In den Praxisklausuren, die im Abi gestellt werden, müssen verschiedene praktische Kompetenzen abgefragt werden, die sich auf mindestens zwei Halbjahre beziehen müssen.
So hab ich z.B. mal eine praktische Klausur gestellt, in der Fotovorlagen abgemalt werden mussten, aber es mussten gestaltungspraktische Entscheidungen getroffen werden (Farbwahl, Farbauftrag, Duktus, Bildausschnitt, Komposition) um einen bestimmten Charakter (Phegmatiker, Sanguiniker, Melancholiker, Choleriker) zu verdeutlichen, ohne am Bildinhalt etwas ändern zu dürfen.

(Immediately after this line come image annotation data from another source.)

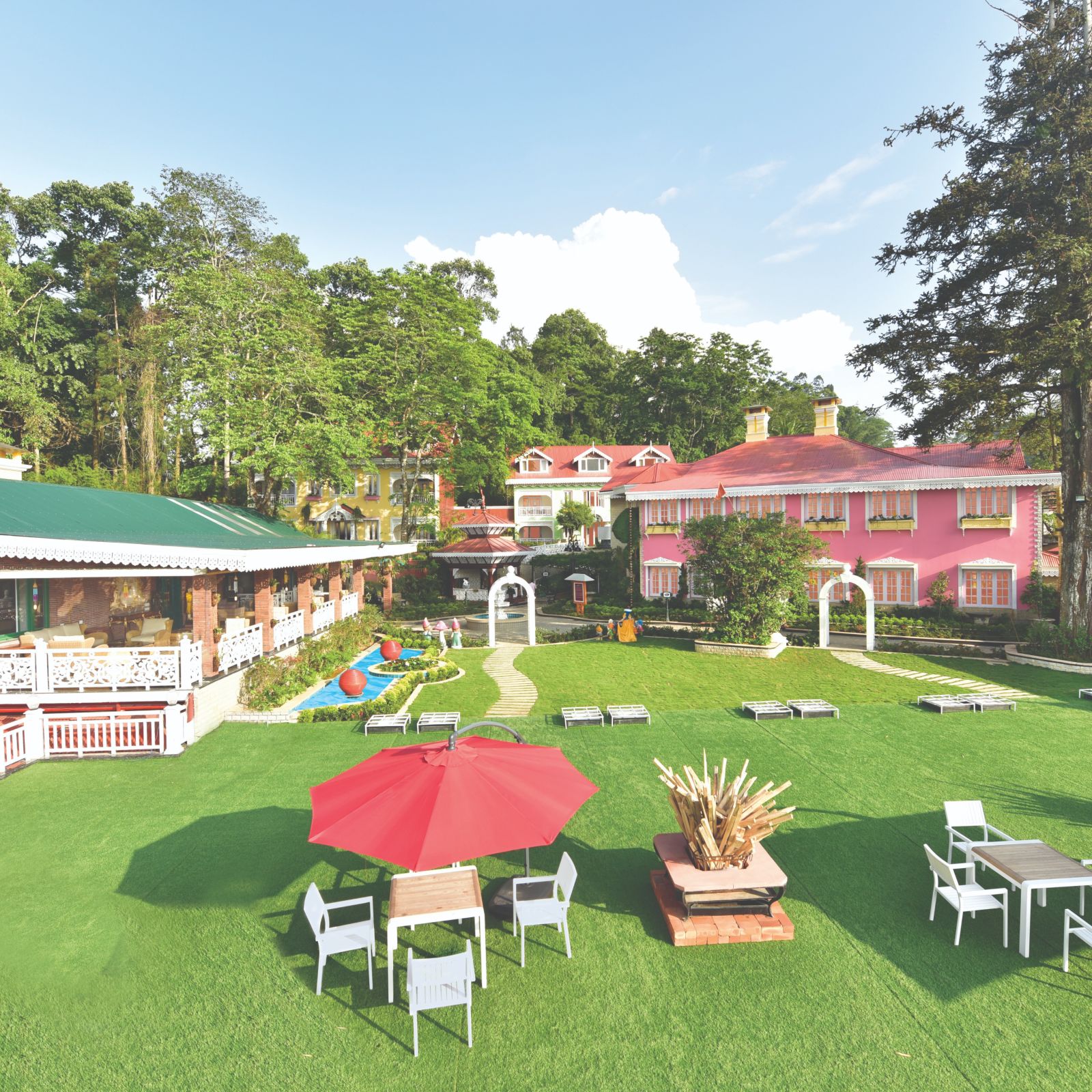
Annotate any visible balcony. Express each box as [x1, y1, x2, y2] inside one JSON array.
[[959, 512, 1012, 531], [868, 515, 917, 531], [0, 637, 204, 693]]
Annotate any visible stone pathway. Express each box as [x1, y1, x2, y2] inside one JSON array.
[[831, 648, 1039, 701], [482, 644, 538, 717]]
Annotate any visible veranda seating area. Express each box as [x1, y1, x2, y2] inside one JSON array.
[[0, 641, 1092, 1092]]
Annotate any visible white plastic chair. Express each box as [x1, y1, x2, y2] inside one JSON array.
[[512, 853, 577, 966], [406, 940, 474, 1058], [945, 801, 1014, 863], [1061, 910, 1092, 972], [925, 846, 1009, 948], [304, 883, 375, 994]]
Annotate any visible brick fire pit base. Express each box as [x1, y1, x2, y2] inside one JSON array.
[[648, 868, 795, 947]]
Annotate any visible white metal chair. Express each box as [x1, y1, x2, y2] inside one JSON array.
[[1061, 908, 1092, 972], [406, 940, 474, 1058], [304, 883, 375, 994], [945, 801, 1014, 861], [512, 853, 577, 966], [925, 846, 1009, 948]]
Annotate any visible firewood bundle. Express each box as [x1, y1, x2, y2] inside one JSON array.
[[653, 751, 795, 870]]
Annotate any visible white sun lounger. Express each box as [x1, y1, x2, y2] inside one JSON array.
[[917, 693, 974, 713], [364, 713, 410, 735], [607, 706, 652, 724], [968, 693, 1017, 713], [743, 701, 793, 721], [788, 698, 842, 719], [417, 713, 462, 732], [561, 706, 603, 728]]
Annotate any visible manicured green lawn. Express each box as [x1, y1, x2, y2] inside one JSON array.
[[0, 642, 1092, 1092]]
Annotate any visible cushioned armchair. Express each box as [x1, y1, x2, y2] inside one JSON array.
[[126, 618, 173, 648]]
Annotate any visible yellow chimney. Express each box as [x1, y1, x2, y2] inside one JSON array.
[[811, 399, 842, 435], [744, 406, 770, 444]]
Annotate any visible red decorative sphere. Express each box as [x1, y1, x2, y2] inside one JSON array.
[[337, 667, 368, 698]]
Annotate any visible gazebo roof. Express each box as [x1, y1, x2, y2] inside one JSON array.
[[433, 535, 531, 564]]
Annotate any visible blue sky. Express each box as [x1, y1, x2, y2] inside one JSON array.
[[0, 0, 1009, 417]]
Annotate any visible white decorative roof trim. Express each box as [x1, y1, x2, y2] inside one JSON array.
[[0, 535, 417, 575], [572, 444, 614, 463], [619, 471, 1061, 500], [630, 444, 670, 465]]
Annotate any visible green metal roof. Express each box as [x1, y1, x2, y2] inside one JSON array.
[[0, 479, 344, 550]]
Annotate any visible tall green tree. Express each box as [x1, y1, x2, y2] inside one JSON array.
[[531, 308, 619, 444], [850, 0, 1092, 633]]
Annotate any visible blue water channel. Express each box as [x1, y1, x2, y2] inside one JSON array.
[[296, 648, 420, 708]]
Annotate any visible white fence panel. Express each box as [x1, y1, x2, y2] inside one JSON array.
[[42, 710, 167, 758], [0, 717, 26, 774], [311, 599, 334, 633], [216, 622, 262, 672], [0, 648, 35, 693], [273, 610, 304, 648]]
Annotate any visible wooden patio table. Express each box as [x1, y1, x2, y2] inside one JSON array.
[[971, 839, 1092, 958], [386, 865, 485, 1005]]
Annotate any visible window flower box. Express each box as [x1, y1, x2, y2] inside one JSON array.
[[959, 515, 1012, 531]]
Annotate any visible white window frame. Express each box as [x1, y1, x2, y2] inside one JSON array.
[[865, 557, 919, 607], [957, 557, 1017, 610], [801, 489, 850, 535]]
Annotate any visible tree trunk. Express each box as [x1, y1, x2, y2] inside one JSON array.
[[1061, 382, 1092, 633]]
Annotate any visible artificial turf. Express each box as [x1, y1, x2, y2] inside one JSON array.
[[0, 642, 1092, 1090]]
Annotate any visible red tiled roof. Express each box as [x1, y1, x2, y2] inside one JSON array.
[[883, 440, 1028, 471], [433, 535, 531, 558], [452, 508, 515, 528], [627, 435, 1044, 495], [511, 444, 675, 482]]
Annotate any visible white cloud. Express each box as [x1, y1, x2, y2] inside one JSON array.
[[405, 209, 885, 405], [762, 242, 816, 265], [768, 149, 887, 228], [728, 160, 785, 184], [861, 180, 910, 209]]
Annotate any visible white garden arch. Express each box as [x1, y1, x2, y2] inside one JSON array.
[[816, 569, 876, 652], [489, 564, 535, 648]]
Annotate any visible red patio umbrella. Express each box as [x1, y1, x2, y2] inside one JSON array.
[[309, 725, 599, 872]]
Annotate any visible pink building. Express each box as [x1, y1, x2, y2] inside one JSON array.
[[609, 399, 1061, 612]]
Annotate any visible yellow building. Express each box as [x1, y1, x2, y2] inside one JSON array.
[[280, 459, 451, 542]]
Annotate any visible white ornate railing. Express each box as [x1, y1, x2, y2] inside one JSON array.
[[273, 610, 304, 648], [0, 648, 35, 693], [216, 622, 262, 672], [46, 641, 201, 690], [311, 599, 334, 633], [0, 717, 26, 773], [42, 710, 167, 758], [0, 637, 201, 693]]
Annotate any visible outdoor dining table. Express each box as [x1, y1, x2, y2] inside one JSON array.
[[386, 865, 485, 1005], [971, 839, 1092, 958]]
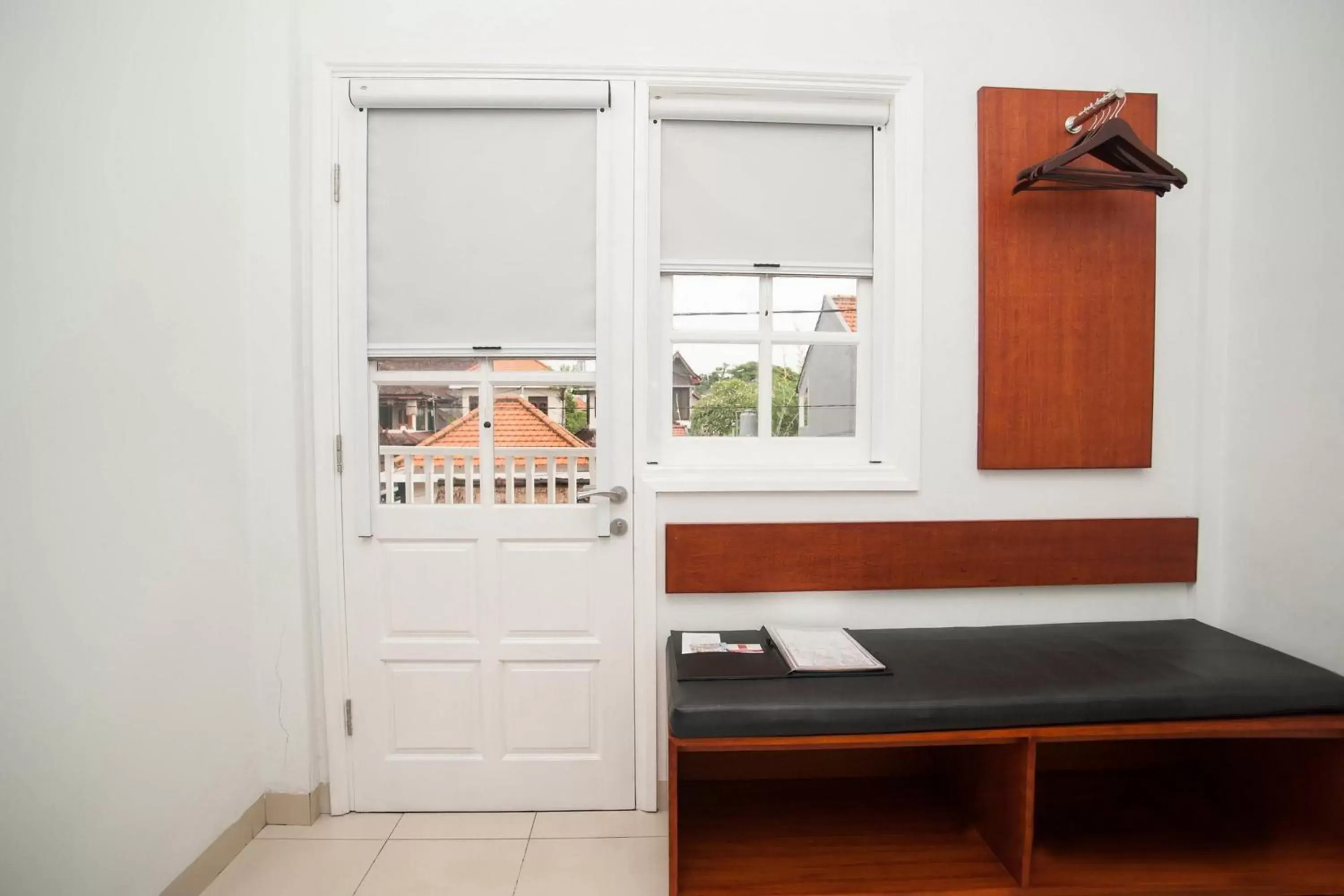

In einer anderen Klausur wurden z.B. Erdnüsse zerschlagen (Aleatorik) und aus ihnen kleine Modelle gebaut, die den Worten "schützend" "wachsend" o.ä. nachempfunden sein sollten (Abstraktion). Diese Modelle wurden dann zu einer allansichtigen Gesamtplastik für einen bestimmten Raum in Ton umgesetzt. Hier geht es dann um Form, Position, Betrachter*innenbezug, Oberfläche usw.
Am Anschluss an praktische Klausuren erfolgt immer eine künstlerische Begründung, eine Prozessdokumentation und/oder kritische Selbstreflexion.
In einer Abiklausur müsste ich jetzt eine Aufgabe finden, die z.B. diese beiden Themen umfasst. Das könnte z.B. sein, dass man das Bild einer Schweinenase kriegt und einen Text über schwarze Löcher, und diese Schweinenase für sich abstrahieren soll, diese Versatzstücke der abstrahierten Schweinenase neu arrangiert und daraus ein Bild mit pastoser Farbe umsetzen soll, dass eine bestimmte - vielleicht bedrohliche - Wirkung evoziert.
Mehrhund
Und weil ich finde, dass der Spielraum des wirklich fair und vergleichbar Benotbaren da schon sehr klein ist, will ich unbedingt - und das predige ich ab der 7. Klasse - dass das Format bewusst, selbst und begründet entschieden wird. Weil Komposition eben eine Sache ist, die eigentlich alle verstehen, auch wenn sie z.B. eine begrenztere Klaviatur der malerischen Möglichkeiten haben.